JOHN DOE Fables In A Foreign Land (Fat Possum Records, 2022)
il fattore X
John Doe difficilmente ha sbagliato un disco negli ultimi tempi, sia quando ha dettato le cordinate degli X, sia quando ha vestito i panni del cantastorie in versione solista. E non c'è bisogno di andare troppo indietro nel tempo, il ritorno della band nel 2020 con Alphabetland era un buon disco, cosa non scontata per dei ritorni, l'ultimo solista The Westerner uscito sei anni fa fu una delle migliori uscite cantautorali del 2016 . E pure Fables In A Foreign Land si gioca le sue degne carte: nell'idea di fondo nei testi delle canzoni, ambientati tutti negli anni novanta del 1800 creando un parallelismo di perdite e desolazione con i due recenti anni di lockdown, "c'è molto da dormire per terra, molta fame, molto isolamento. Tutto ciò si inserisce nel tipo di isolamento e mancanza di stimoli moderni che le persone penso abbiano iniziato a riscoprire durante il blocco della pandemia" racconta Doe, nei suoni minimali su cui l'album si tiene benissimo in piedi, la sua forza, grazie all'aiuto del bassista Kevin Smith e del batterista Conrad Choucroun, sulle canzoni oggettivamente tutte belle. Difficile trovare pecche in questi tredici brani d'impalcatura folk (l'iniziale 'Never Coming Back'), dove il violino seduce in 'Down South', che scivolano nel tex mex (la fisarmonica in 'Guilty Bystander'), che cavalcano l'epopea Western ('The Cowboy And The Hot Air Balloon'), in fondo il protagonista principale di tutto l'album è un cowboy errante, o a sostenuto ritmo Hillbilly ('Travellin So Hard). Collaborano Terry Allen, Louie Perez (Los Lobos), la compagna di mille battaglie Exene Cervenka e Shirley Manson (Garbage).

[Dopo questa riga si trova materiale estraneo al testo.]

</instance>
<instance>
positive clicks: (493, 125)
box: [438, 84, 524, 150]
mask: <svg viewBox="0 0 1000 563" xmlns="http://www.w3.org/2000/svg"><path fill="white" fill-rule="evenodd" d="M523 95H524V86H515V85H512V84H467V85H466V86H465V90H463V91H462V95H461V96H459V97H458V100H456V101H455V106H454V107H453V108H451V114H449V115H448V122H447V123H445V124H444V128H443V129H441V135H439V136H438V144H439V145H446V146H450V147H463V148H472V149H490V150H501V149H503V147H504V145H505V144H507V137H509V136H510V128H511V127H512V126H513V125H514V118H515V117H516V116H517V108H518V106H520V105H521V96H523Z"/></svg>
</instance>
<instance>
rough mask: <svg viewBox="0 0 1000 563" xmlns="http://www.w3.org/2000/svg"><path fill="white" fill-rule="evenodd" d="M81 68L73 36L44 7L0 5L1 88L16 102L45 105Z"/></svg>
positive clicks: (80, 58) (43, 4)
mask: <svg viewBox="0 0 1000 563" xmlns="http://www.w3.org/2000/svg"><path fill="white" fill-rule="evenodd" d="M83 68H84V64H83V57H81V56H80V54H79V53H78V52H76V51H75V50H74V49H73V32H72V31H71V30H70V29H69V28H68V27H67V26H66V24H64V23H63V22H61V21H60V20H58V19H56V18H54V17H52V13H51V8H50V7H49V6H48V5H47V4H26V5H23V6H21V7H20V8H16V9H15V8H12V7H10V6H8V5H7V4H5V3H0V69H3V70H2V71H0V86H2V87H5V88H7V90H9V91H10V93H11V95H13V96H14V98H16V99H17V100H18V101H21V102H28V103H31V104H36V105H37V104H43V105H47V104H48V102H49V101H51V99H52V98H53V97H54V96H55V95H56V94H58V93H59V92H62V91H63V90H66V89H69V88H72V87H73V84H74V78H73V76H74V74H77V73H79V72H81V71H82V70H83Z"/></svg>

Parlando ancora del periodo pre industriale nel quale sono ambientate le canzoni, John Doe dice: "dovevi lottare per sbarcare il lunario, tenere un tetto sopra la testa e tenere il cibo in tavola". Apro il giornale, lo sfoglio e quello che che ci trovo sono queste cose.
Un disco dai messaggi attuali con vecchi suoni folk intorno.